According to the National Study of Learning, Voting, and Engagement (NSLVE), Tufts students increased their voting participation by 12 percentage points, from 51.2 percent in the 2012 presidential election to 63.2 percent in the 2016 presidential election. Nationally, that increase was only 3.2 percentage points, from 45.1 percent in 2012 to 48.3 percent in 2016.

Peter de Guzman (LA '18), Tisch College student outreach coordinator, said that Tufts compares very well to its peers in terms of voter registration.

“One thing that’s cool is that when TurboVote published their new leaderboards in 2018, Tufts was number three in the nation. So it was Michigan, Harvard, Tufts, MIT and University of Maryland, College Park. If you go by percentage of undergraduates, we’re number two,” de Guzman said.

De Guzman, explaining JumboVote's goal and how it works, said that JumboVote is led by students and works in conjunction with Tisch College's student outreach coordinator, whom Tisch College hires among graduating seniors every year.

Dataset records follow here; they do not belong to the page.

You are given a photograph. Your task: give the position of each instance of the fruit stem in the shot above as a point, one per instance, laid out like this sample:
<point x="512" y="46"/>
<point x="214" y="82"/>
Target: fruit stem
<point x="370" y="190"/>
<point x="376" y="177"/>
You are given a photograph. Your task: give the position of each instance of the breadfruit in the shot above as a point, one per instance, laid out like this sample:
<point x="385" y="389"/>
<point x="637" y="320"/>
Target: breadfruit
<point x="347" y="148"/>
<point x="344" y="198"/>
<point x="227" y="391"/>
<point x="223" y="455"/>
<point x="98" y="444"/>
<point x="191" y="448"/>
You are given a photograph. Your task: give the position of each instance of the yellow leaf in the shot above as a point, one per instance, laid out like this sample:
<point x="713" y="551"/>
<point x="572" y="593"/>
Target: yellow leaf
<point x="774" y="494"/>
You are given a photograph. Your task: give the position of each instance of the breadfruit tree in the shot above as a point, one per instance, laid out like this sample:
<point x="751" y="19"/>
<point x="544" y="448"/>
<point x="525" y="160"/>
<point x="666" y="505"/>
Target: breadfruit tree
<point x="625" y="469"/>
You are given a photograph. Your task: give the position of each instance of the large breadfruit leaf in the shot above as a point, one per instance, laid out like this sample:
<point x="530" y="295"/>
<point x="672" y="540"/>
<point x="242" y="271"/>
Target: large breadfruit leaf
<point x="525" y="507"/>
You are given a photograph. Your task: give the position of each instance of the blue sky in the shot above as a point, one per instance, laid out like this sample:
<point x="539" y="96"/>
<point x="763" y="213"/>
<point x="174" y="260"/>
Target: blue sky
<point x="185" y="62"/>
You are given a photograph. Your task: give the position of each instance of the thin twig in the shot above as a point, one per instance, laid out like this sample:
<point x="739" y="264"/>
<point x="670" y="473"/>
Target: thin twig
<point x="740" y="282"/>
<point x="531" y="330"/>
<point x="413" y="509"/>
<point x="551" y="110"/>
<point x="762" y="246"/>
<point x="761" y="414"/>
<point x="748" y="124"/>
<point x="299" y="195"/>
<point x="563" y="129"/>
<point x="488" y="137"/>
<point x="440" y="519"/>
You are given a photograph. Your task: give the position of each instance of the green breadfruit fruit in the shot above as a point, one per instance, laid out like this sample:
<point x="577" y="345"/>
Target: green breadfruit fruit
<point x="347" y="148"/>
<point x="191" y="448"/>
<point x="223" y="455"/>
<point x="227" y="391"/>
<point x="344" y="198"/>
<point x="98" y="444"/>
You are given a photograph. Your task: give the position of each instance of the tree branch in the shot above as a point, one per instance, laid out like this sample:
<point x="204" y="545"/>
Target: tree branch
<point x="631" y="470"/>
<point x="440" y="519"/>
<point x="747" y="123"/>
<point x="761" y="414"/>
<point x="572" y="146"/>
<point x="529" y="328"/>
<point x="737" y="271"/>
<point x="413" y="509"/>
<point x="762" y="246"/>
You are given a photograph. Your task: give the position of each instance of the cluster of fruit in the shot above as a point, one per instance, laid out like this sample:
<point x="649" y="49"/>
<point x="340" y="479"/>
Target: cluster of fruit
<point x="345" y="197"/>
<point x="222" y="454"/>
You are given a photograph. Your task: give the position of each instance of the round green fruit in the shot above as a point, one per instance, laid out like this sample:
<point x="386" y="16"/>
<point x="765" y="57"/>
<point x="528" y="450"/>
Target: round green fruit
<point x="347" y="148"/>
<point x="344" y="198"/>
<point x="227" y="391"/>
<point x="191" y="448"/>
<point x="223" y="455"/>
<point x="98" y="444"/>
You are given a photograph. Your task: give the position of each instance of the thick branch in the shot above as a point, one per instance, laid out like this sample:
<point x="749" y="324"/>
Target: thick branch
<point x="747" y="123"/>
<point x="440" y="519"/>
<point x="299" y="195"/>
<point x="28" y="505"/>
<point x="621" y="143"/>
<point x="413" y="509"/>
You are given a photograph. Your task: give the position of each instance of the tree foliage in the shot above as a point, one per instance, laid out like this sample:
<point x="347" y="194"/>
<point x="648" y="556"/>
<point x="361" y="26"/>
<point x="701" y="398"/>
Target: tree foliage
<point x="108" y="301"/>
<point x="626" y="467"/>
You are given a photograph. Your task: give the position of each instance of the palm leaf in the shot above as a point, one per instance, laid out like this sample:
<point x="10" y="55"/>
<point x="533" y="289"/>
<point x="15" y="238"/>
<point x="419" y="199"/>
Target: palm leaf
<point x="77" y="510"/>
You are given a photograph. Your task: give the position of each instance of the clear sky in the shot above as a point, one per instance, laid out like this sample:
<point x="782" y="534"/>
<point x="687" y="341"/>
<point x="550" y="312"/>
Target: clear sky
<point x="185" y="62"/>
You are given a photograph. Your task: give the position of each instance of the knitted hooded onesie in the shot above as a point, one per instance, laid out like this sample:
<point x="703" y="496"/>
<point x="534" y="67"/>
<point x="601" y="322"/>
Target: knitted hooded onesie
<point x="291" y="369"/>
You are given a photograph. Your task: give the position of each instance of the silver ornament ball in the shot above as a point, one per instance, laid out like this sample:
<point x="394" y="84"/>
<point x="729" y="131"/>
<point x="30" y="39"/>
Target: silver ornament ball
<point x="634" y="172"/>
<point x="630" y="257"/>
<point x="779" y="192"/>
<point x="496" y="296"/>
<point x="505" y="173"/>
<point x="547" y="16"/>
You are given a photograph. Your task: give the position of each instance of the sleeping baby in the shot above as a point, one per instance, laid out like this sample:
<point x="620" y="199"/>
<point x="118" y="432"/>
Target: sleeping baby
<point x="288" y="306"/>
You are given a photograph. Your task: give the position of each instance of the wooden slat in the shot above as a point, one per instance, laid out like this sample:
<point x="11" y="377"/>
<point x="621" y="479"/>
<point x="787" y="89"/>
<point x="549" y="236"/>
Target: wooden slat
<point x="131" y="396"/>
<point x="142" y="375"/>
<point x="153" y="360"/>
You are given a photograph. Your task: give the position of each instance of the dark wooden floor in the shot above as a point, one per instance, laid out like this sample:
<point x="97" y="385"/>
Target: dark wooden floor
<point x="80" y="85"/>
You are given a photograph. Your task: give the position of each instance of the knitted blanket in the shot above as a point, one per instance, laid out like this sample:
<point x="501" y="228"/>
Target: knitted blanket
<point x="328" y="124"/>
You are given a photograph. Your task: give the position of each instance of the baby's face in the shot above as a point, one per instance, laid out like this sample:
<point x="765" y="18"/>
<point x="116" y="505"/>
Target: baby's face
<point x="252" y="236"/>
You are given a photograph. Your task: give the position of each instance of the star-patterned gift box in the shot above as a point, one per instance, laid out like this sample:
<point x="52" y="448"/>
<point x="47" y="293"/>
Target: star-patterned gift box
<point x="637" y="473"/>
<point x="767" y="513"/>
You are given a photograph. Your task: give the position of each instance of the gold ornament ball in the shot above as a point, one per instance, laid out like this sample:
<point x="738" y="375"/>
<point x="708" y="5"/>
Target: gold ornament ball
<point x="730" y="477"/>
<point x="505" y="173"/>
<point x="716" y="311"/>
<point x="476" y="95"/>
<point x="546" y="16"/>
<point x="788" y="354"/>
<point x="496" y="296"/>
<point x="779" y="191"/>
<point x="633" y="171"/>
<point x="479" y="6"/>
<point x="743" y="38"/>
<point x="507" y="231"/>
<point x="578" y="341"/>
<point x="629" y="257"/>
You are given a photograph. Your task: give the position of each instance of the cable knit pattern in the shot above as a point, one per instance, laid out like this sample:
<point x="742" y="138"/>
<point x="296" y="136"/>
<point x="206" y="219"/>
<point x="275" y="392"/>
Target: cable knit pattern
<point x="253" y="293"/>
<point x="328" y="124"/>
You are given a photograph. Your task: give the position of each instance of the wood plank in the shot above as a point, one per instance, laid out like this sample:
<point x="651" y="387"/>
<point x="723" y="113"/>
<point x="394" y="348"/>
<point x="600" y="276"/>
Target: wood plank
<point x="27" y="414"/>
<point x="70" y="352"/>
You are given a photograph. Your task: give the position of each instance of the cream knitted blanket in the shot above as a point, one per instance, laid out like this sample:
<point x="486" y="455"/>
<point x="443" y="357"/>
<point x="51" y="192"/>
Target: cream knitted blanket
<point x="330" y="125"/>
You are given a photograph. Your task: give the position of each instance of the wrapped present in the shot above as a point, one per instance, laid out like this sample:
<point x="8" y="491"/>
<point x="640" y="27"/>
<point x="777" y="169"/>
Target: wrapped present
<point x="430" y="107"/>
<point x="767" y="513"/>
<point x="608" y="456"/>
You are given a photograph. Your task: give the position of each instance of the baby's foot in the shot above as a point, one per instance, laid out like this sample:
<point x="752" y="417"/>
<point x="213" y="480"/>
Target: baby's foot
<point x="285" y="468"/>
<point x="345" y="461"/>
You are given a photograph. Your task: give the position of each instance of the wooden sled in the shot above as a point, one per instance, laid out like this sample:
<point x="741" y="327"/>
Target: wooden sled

“Giving people those resources [to vote] is our real goal. We have a partnership with TurboVote, which is under the non-profit Democracy Works, so if you see students registering people on laptops with absentee ballots, that’s what that is. Since it's in its third year, JumboVote is growing into something that you can’t just operate within episodic elections. You need to tell people and train people and have teach-ins and educational opportunities every week," de Guzman said.

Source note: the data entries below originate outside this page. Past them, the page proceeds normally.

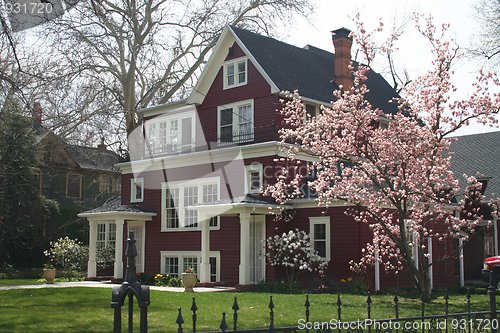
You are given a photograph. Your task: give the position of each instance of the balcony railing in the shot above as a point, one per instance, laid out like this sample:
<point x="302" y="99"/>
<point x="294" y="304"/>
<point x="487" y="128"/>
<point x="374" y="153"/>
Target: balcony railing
<point x="214" y="141"/>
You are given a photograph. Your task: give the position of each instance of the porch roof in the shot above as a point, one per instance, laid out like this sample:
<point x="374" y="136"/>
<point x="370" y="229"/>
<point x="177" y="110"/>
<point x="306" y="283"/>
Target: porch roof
<point x="245" y="201"/>
<point x="114" y="207"/>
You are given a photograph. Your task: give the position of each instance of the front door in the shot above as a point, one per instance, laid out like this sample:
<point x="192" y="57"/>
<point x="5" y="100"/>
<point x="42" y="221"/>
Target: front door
<point x="257" y="248"/>
<point x="139" y="245"/>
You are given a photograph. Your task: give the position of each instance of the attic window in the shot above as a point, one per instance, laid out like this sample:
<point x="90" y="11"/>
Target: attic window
<point x="235" y="73"/>
<point x="137" y="190"/>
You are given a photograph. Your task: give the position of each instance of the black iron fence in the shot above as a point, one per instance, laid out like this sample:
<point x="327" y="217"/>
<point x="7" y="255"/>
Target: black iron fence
<point x="454" y="322"/>
<point x="462" y="322"/>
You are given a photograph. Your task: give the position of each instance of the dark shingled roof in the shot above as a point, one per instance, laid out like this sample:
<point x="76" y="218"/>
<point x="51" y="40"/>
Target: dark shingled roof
<point x="478" y="155"/>
<point x="309" y="69"/>
<point x="93" y="158"/>
<point x="115" y="205"/>
<point x="245" y="199"/>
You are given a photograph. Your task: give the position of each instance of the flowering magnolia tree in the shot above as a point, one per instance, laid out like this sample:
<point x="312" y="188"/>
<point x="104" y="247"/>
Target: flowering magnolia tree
<point x="294" y="252"/>
<point x="397" y="178"/>
<point x="68" y="254"/>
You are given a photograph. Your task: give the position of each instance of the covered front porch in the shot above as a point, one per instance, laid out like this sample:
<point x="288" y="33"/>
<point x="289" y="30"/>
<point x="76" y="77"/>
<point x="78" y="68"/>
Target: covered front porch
<point x="107" y="225"/>
<point x="251" y="213"/>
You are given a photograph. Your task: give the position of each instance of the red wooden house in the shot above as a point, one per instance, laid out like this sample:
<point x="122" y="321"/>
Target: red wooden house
<point x="191" y="193"/>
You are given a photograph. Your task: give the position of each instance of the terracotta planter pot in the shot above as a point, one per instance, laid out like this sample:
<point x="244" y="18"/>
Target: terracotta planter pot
<point x="49" y="274"/>
<point x="189" y="281"/>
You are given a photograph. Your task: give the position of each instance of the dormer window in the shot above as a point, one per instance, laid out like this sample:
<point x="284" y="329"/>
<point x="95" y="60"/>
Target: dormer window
<point x="137" y="190"/>
<point x="311" y="110"/>
<point x="235" y="73"/>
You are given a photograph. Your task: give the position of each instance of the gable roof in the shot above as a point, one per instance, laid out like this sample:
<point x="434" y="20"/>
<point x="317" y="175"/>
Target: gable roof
<point x="93" y="158"/>
<point x="478" y="155"/>
<point x="309" y="70"/>
<point x="285" y="67"/>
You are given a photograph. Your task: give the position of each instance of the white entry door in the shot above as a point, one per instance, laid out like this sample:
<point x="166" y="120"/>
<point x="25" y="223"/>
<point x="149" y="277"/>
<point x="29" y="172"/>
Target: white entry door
<point x="257" y="248"/>
<point x="139" y="245"/>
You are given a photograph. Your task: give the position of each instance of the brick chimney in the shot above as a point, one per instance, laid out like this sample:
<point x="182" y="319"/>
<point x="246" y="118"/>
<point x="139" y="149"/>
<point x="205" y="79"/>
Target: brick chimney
<point x="102" y="145"/>
<point x="37" y="113"/>
<point x="342" y="43"/>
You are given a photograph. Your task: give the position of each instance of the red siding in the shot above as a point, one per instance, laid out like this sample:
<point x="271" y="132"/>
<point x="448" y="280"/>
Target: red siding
<point x="257" y="88"/>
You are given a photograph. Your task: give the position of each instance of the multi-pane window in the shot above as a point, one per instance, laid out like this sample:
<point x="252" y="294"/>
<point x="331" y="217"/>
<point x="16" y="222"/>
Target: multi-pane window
<point x="235" y="73"/>
<point x="191" y="198"/>
<point x="175" y="263"/>
<point x="213" y="269"/>
<point x="104" y="184"/>
<point x="226" y="125"/>
<point x="190" y="262"/>
<point x="137" y="190"/>
<point x="236" y="122"/>
<point x="253" y="178"/>
<point x="170" y="134"/>
<point x="74" y="186"/>
<point x="171" y="198"/>
<point x="311" y="110"/>
<point x="117" y="185"/>
<point x="211" y="194"/>
<point x="178" y="197"/>
<point x="319" y="229"/>
<point x="171" y="265"/>
<point x="106" y="235"/>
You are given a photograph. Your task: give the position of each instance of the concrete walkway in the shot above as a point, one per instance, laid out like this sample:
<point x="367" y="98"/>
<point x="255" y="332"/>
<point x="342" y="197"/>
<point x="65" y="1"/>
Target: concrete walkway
<point x="108" y="284"/>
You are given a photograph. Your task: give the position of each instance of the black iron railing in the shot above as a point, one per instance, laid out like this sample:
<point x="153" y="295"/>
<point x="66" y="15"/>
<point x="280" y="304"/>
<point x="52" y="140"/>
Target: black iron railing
<point x="213" y="140"/>
<point x="467" y="321"/>
<point x="461" y="322"/>
<point x="130" y="288"/>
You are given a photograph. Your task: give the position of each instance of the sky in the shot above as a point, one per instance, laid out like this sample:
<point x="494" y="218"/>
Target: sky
<point x="332" y="14"/>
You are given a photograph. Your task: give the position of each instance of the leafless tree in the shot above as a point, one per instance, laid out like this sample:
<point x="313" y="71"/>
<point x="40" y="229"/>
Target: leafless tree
<point x="123" y="55"/>
<point x="487" y="46"/>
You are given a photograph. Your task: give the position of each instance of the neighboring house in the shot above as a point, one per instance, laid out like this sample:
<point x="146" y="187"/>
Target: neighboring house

Sophomore Matthew Tolbert, the co-chair of JumboVote, is part of that day-in, day-out effort.

“We’re doing something just about every day. We have absentee voter office hours at the Women’s Center and we’re going to plan some at the Rainbow House and the Africana Center. We just try to make ourselves available to assist people with the registration process and the absentee voting process,” Tolbert said.

This is all part of JumboVote's underlying philosophy of increasing voter turnout by decreasing barriers and increasing motivation, while remaining nonpartisan, according to McAndrew.

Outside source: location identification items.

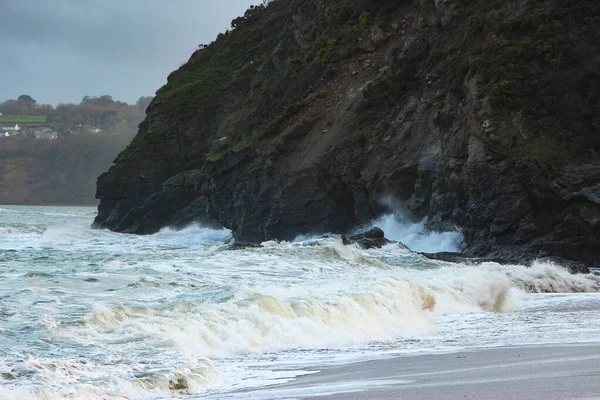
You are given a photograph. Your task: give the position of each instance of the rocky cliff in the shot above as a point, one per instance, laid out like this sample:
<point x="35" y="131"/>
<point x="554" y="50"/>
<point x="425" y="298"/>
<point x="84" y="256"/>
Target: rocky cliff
<point x="477" y="114"/>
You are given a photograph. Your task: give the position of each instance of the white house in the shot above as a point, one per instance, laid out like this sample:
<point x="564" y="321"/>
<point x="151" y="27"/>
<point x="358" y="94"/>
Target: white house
<point x="47" y="134"/>
<point x="11" y="128"/>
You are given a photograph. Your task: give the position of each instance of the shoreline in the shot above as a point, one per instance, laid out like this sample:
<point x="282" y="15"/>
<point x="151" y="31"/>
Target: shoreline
<point x="560" y="372"/>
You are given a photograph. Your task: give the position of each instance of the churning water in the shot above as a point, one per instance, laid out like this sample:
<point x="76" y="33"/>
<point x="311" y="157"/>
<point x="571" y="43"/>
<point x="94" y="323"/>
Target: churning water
<point x="96" y="315"/>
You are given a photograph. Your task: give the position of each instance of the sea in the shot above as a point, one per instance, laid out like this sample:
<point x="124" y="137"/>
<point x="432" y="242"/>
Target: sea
<point x="92" y="314"/>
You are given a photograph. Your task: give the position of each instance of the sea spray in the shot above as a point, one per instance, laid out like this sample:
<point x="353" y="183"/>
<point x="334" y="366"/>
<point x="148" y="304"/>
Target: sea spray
<point x="90" y="314"/>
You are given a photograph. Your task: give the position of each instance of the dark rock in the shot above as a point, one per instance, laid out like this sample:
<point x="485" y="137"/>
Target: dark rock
<point x="371" y="239"/>
<point x="237" y="245"/>
<point x="408" y="133"/>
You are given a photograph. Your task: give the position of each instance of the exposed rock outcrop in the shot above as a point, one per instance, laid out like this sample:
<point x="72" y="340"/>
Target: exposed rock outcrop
<point x="427" y="108"/>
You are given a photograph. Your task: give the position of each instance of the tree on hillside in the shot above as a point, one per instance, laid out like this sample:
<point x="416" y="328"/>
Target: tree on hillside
<point x="143" y="102"/>
<point x="26" y="100"/>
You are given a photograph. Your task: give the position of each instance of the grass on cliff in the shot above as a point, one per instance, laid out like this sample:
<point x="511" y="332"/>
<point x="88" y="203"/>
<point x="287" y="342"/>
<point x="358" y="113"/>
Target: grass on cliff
<point x="243" y="85"/>
<point x="537" y="66"/>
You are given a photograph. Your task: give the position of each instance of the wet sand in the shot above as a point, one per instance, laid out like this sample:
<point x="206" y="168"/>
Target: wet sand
<point x="541" y="372"/>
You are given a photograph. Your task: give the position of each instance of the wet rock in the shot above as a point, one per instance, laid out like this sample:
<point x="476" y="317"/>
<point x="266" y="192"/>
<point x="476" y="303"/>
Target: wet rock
<point x="237" y="245"/>
<point x="371" y="239"/>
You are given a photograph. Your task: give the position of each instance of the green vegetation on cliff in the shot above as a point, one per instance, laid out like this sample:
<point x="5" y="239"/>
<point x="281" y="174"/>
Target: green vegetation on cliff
<point x="240" y="88"/>
<point x="536" y="66"/>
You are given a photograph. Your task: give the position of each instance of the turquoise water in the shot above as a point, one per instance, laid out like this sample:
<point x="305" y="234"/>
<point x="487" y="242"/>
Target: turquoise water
<point x="93" y="314"/>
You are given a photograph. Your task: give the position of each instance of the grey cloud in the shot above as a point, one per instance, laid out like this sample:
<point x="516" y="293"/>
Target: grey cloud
<point x="65" y="49"/>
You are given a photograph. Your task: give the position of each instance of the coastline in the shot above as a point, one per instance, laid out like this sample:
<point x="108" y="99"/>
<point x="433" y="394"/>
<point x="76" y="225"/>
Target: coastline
<point x="566" y="371"/>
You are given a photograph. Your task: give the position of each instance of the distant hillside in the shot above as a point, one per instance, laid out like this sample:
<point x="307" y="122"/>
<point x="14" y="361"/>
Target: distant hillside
<point x="57" y="172"/>
<point x="483" y="115"/>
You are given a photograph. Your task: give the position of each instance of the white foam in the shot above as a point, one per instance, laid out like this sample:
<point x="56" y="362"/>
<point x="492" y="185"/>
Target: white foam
<point x="416" y="237"/>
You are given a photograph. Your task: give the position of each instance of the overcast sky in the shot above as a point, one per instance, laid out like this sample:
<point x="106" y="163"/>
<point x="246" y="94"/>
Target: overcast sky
<point x="61" y="50"/>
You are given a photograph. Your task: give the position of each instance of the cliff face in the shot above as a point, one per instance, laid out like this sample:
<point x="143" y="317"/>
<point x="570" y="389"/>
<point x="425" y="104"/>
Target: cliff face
<point x="308" y="113"/>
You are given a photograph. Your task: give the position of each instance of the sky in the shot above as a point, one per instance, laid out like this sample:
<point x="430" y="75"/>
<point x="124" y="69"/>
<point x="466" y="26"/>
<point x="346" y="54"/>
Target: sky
<point x="59" y="51"/>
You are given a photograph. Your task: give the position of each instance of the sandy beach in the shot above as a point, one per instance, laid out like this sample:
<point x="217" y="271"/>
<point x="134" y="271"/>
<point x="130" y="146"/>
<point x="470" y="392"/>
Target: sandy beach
<point x="541" y="372"/>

“We don’t think voting is a partisan issue. We believe that society benefits when everyone participates, and we will work with any group.” McAndrew added.

Tolbert also stressed that JumboVote is a nonpartisan effort.

“We’re just registering people to vote. We never tell people how they should vote strategically. It’s completely up to you for who you want to vote for,” Tolbert said.

Tobert and de Guzman both said that they hope to expand reach of JumboVote beyond political groups on campus.

“In the past JumboVote has been made up of all the different civic organizations. So there would be representatives from Tufts Republicans, Tufts Democrats, Tufts Progressive Alliance, CIVIC and ... [other] groups, but this year we really wanted to be more overarching,” Tolbert said.

De Guzman said that JumboVote has been working with Chris Swan, the dean of undergraduate education in the School of Engineering, to reach engineering students.

“We’ve had a lot of success ... working with Chris Swan," de Guzman said. "So far, we’ve presented in five of the 10 intro to engineering classes and are confirmed for seven of the 10, and hopefully can end up with 10 of the 10.”

JumboVote also plans to increase motivation by getting students excited about voting and showing that voting is relevant to all students, according to de Guzman.

“[The School of Engineering] is doing a pilot program this year to incorporate civic engagement and civic education aspects to all of the intro to engineering classes," de Guzman said. "It is really cool, because one thing that I think of is that nothing you do, no matter what field you study, is nonpolitical.”